Re: Are you scared of death?

Posted by alexandra_k on June 2, 2020, at 21:29:40

In reply to Re: Are you scared of death?, posted by alexandra_k on June 2, 2020, at 21:20:46

And that was the trouble with the interview at Otago. It was very 'chosen white'. Every single person on that panel was white. Was 'important' for whatever it was that they were allowed to do. Wanted to be acknowledged and revered for the work they had not done. People who were sufficiently in-bred such that more modern (and inclusive) ideas posed a threat to them.

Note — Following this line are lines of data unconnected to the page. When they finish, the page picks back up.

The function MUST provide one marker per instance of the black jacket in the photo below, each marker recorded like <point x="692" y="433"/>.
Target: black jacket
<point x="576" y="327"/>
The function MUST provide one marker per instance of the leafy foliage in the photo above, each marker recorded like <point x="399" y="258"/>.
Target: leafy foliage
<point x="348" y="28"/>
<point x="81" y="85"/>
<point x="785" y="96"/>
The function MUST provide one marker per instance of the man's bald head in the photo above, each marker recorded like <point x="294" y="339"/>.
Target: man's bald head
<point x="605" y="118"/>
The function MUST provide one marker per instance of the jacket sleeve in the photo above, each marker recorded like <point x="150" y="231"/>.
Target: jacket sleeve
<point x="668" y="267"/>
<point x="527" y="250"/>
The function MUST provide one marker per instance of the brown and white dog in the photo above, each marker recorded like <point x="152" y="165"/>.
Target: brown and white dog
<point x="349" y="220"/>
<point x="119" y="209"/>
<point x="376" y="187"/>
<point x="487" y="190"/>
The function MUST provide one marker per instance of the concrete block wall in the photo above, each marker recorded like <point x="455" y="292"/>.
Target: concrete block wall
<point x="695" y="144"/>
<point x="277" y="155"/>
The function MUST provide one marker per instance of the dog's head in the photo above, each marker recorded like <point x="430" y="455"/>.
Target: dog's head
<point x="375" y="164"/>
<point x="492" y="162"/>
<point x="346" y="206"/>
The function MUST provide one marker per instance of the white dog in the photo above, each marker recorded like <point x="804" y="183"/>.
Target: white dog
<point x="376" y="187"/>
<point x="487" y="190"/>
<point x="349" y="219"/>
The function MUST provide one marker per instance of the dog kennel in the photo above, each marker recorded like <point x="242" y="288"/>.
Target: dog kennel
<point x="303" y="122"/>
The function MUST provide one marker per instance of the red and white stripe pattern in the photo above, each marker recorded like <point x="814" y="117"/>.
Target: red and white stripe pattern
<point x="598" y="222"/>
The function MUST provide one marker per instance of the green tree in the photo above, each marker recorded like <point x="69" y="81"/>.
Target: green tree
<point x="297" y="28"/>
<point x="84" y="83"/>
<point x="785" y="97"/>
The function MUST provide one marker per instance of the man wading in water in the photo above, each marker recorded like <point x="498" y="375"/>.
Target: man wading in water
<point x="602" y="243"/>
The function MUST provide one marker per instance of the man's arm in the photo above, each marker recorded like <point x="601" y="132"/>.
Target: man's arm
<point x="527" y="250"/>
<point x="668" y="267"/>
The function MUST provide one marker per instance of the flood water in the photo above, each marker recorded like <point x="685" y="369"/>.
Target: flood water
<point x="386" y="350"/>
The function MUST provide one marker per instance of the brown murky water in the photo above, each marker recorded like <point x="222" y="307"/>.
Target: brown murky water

A threat to last rites of the church.
A threat to giving at risk youth an actual chance.
...

And I don't want to join them.

There is an actual poster up in advertising:

'Success Breeds Success'.

It's a poster advertising the University of Auckland.

There was this really large poster on the back of a bus, too, that was... I don't remember what it said. Something about being the best success you could be. Then a picture of a young Indian (from India) woman with what looked like a really large wedding ring.

Advertising the Univesrity.

They seem pretty determined to take a 'low road' to growth. A sort of a: Just how sh*tty can we advertise things as being and... And still they come. And still people throw thousands upon thousands upon thousands of dollars at us and hand over their kids to our 'protection' (haha).

ANd their attitude has been 'and who will stop us?'

It is a form of white supremacy on campus.

The grades are given to the 'chosen white' and the training places in professional degree programs and the like.